On 1/1/19 8:33 AM, Richard W.M. Jones wrote:
The original plan was to have a background thread doing the reclaim.
However that cannot work given the design of filters, because a
background thread cannot access the next_ops struct which is only
available during requests.
Therefore we spread the work over the request threads. Each blk_*
function checks whether there is work to do, and if there is will
reclaim up to two blocks from the cache (thus ensuring that we always
make forward progress, since each blk_* function can only add at most
one block to the cache).
---
filters/cache/nbdkit-cache-filter.pod | 71 +++++++++++
filters/cache/cache.h | 13 ++
filters/cache/blk.c | 163 ++++++++++++++++++++++++++
filters/cache/cache.c | 56 +++++++++
filters/cache/lru.c | 7 +-
TODO | 11 +-
tests/Makefile.am | 4 +-
tests/test-cache-max-size.sh | 96 +++++++++++++++
8 files changed, 409 insertions(+), 12 deletions(-)
+=back
+
+The way this works is once the size of the cache exceeds
+S<C<SIZE> ✕ the high threshold>, the filter works to reduce the size
+of the cache until it is less than S<C<SIZE> ✕ the low threshold>.

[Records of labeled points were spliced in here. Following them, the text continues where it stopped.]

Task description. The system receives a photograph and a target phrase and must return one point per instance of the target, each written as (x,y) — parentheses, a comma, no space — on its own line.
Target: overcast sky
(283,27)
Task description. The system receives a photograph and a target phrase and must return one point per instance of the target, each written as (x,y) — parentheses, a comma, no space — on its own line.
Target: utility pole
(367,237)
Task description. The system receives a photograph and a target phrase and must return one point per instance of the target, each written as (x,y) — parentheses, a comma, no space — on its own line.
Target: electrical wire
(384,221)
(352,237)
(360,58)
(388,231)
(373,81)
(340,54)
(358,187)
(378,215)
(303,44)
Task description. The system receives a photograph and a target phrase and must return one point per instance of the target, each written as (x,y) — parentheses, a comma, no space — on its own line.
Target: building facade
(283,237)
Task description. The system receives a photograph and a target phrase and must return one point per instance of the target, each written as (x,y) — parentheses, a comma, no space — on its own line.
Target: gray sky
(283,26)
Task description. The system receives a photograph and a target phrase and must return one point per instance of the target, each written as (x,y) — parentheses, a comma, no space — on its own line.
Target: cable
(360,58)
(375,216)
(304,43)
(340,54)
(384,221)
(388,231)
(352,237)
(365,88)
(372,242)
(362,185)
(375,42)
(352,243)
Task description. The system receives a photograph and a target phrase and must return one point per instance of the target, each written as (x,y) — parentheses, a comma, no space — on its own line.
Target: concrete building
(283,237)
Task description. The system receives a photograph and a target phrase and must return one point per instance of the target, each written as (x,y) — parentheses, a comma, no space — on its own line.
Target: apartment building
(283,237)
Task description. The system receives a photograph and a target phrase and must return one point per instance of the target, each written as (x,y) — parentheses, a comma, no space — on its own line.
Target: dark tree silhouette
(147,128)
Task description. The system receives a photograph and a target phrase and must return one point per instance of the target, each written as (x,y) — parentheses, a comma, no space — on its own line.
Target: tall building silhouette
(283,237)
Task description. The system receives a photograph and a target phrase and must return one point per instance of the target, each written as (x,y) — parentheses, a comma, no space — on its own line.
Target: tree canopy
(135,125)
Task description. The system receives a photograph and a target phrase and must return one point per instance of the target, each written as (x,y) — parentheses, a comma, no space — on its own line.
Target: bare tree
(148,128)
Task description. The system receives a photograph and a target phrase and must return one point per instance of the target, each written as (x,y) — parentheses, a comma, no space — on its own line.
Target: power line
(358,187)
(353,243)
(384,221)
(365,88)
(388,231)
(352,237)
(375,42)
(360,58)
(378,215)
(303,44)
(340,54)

+Once the size is below the low threshold, no more reclaim work is done
+until the size exceeds the high threshold again.
+
+The default thresholds are high 95% and low 80%. The thresholds are
+expressed as percentages of C<cache-max-size>, and may be greater than
+100.
Do the thresholds support fractional percentages, like 90.5, or must
they be integral? Should we enforce that low threshold < high
threshold? What does it really mean to have a threshold > 100 - that we
can never reach the high threshold?
+/* Do we support reclaiming cache blocks? */
+#ifdef FALLOC_FL_PUNCH_HOLE
+#define HAVE_CACHE_RECLAIM 1
+#else
+#undef HAVE_CACHE_RECLAIM
+#endif
+
Should the man page mention that max cache size can only be enforced
with kernel support? Do we want to go further and probe whether
FALLOC_FL_PUNCH_HOLE works on $TMPDIR? (Even if the kernel supports
punching holes, there are some filesystems that don't).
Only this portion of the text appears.